Recommendation 19 was to halve the tax rate for super fund earnings from 15% currently to 7.5%. The 7.5% would apply to what is currently Exempt Current Pension Income and also to capital gains, though funds would loose the one-third discount. This has not been implemented.

Retirement exemption cap and CGT cap

Recommendation 17 included a recommendation to align the Retirement exemption cap with the CGT Cap. This recommendation has not been taken up, the Retirement exemption cap is still $ 500,000 while the CGT Cap is $1,355,000 for 2014/15 and continues to be indexed.

Super Contributions – Caps and Tax

Recommendation 18 included several recommendations for changes to the contributions rules:

  • Super contributions tax should be abolished
  • Super contributions should be taxed at the individual level, at marginal rates
  • People should receive an offset of this tax, up to an annual indexed cap of $ 25,000, with double this cap applying for people 50 and over
  • As part of implementing this offset the co-contribution and spouse contribution offset should be removed
  • The annual contributions caps should continue to apply
  • Super guarantee should not be taken into account for income support, family assistance or child support.

The Low Income Super Contribution (LISC) was a step towards the first recommendation, however it is the Governments current intention to abolish the LISC. Otherwise super contributions policy has gone in a different direction, and one much closer to the status quo.

Recommendation 20 also dealt with contributions, as it said that people over 75 should be able to make super contributions, if they meet the work test. This has been partially implemented by the extension of Super Guarantee to people over age 70, however this is only for mandated employer contributions and not other kinds of contributions as envisioned in the recommendation.

Super Guarantee and Super engagement

Recommendation 23 included a number of recommendations for improvements to super guarantee and ways to increase engagement  with, and ease of use of, superannuation:

  • Super Guarantee should be paid at the same time as wages
  • Employer super contributions should be reported to employees when paid
  • Superannuation records should be linked with an identifying number, to make super easier to manage
  • The Government should create a ‘superannuation portal’, which will allow people to manage their super through one channel

Some movement towards improving the payment and reporting of super guarantee was made when the Government was empowered to create regulations for superannuation pay-slip reporting, but as yet these regulations have not been made. Also, the use of the TFN has increased to allow for tracking of superannuation. However these changes do not match the scope of the recommendations.
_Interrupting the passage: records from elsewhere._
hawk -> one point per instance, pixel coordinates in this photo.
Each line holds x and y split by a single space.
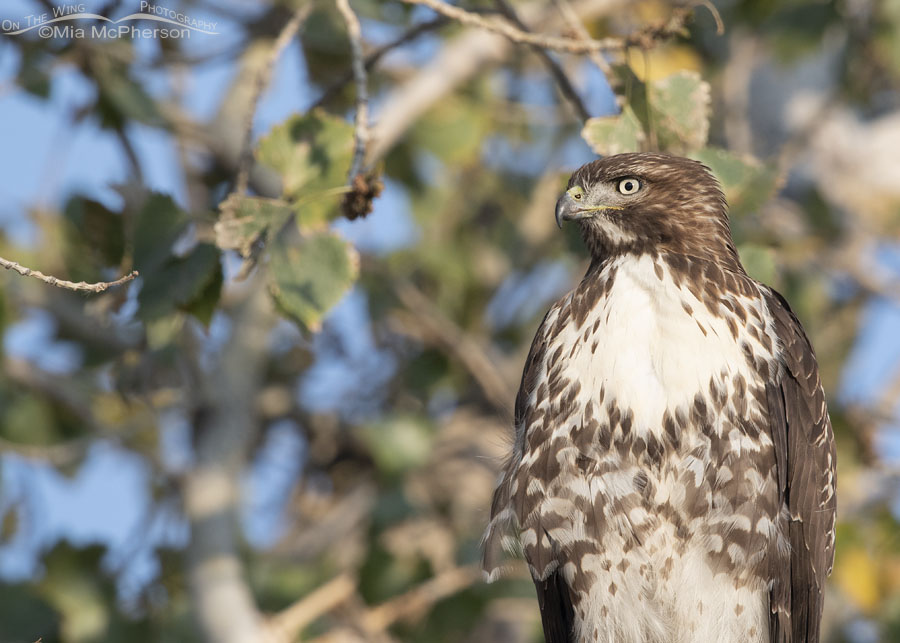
673 472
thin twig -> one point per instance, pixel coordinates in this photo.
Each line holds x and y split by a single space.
372 59
288 623
431 325
643 38
576 25
81 286
263 79
417 600
376 620
559 75
361 136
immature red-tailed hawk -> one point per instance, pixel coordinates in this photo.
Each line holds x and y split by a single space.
672 478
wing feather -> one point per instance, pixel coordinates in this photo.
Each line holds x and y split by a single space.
805 459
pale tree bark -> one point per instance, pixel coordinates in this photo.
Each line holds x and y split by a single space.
224 429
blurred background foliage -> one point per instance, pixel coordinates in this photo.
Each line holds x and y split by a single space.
317 408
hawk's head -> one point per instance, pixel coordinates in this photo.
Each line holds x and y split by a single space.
636 203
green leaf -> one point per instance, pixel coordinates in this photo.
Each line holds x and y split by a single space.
94 238
312 153
178 283
454 130
673 112
245 219
614 134
309 277
399 443
204 305
748 183
159 224
680 111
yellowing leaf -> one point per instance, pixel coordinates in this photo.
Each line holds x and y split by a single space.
680 108
748 183
857 575
661 62
614 134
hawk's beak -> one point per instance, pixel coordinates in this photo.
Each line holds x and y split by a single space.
567 209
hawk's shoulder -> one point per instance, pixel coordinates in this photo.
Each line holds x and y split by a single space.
805 462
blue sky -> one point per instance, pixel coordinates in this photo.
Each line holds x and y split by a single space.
44 159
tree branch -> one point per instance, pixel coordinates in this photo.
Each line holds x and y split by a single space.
224 428
372 59
361 135
81 286
431 325
263 78
559 75
459 60
644 38
287 624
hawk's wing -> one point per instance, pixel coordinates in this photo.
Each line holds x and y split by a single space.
805 463
557 614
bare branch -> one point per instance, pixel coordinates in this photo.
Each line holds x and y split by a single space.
644 38
225 427
460 59
576 25
559 75
81 286
263 79
409 605
287 624
372 59
361 136
431 325
420 598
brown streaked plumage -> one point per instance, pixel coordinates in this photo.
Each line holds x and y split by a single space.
672 477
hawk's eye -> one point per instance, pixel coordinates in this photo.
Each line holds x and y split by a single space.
629 186
576 192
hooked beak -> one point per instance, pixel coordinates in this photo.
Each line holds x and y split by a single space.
568 209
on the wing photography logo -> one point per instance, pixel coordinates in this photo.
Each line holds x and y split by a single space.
75 21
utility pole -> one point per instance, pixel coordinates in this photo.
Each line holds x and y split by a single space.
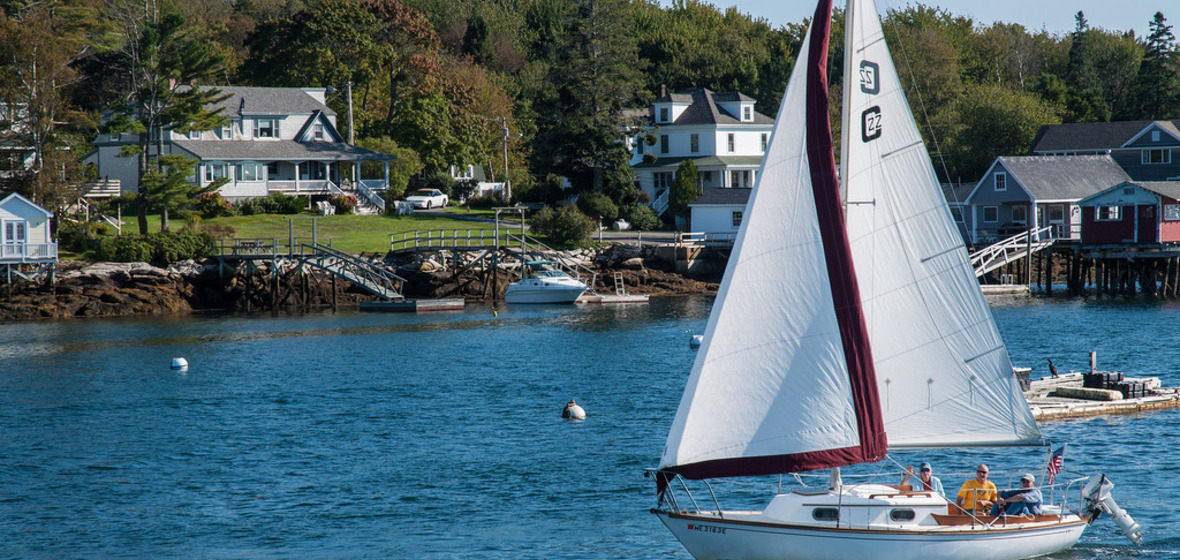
352 133
507 183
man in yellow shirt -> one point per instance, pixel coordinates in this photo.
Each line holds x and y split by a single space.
978 494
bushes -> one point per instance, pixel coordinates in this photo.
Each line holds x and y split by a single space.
641 217
214 205
158 249
565 226
273 203
343 203
595 204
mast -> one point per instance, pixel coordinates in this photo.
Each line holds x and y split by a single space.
845 96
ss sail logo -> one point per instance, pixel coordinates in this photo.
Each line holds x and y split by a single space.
869 74
871 124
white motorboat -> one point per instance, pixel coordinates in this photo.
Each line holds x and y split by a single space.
878 340
545 287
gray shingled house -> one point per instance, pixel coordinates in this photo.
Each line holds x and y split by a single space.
277 139
720 132
1023 191
1147 150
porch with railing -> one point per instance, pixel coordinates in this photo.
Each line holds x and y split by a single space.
27 252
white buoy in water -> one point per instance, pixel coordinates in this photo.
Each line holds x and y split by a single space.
574 412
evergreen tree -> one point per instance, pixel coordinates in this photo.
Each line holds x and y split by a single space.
1158 84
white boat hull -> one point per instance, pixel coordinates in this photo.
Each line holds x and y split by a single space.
544 290
709 538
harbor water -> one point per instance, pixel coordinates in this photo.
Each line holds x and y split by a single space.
353 435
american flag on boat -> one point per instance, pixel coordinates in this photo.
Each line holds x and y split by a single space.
1055 461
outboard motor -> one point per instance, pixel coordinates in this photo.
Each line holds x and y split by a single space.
1097 495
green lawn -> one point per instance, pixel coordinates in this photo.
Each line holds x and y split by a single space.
347 232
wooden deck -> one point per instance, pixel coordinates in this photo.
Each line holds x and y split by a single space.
1049 404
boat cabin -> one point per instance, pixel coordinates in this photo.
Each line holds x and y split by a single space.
1132 212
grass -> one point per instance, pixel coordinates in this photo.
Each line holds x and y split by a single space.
346 232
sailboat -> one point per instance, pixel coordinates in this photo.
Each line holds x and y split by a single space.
849 324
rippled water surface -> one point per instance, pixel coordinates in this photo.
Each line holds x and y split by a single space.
438 436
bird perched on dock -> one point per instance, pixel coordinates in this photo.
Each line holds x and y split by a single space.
574 412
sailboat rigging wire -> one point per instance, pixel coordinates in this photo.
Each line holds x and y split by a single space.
922 103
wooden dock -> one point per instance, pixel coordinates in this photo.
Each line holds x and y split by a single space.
413 305
1048 401
613 298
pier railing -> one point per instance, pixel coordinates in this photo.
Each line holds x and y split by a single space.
1015 248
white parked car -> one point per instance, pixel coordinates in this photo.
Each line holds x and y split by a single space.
427 198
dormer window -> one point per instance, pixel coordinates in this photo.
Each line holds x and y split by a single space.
1152 157
267 129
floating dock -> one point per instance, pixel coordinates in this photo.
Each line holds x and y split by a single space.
1066 397
413 305
613 298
Much like the Cooper review, many of the Henry Tax Review recommendations were rejected immediately, and some of the ones which at first seemed would proceed to implementation have become bogged down, which is unfortunate given the amount of thought and effort that is put into these report which can provide a blueprint for reform to Australia’s complex tax and superannuation system.

The full report of the Henry Tax Review can be found at the Australia’s Future Tax System Review.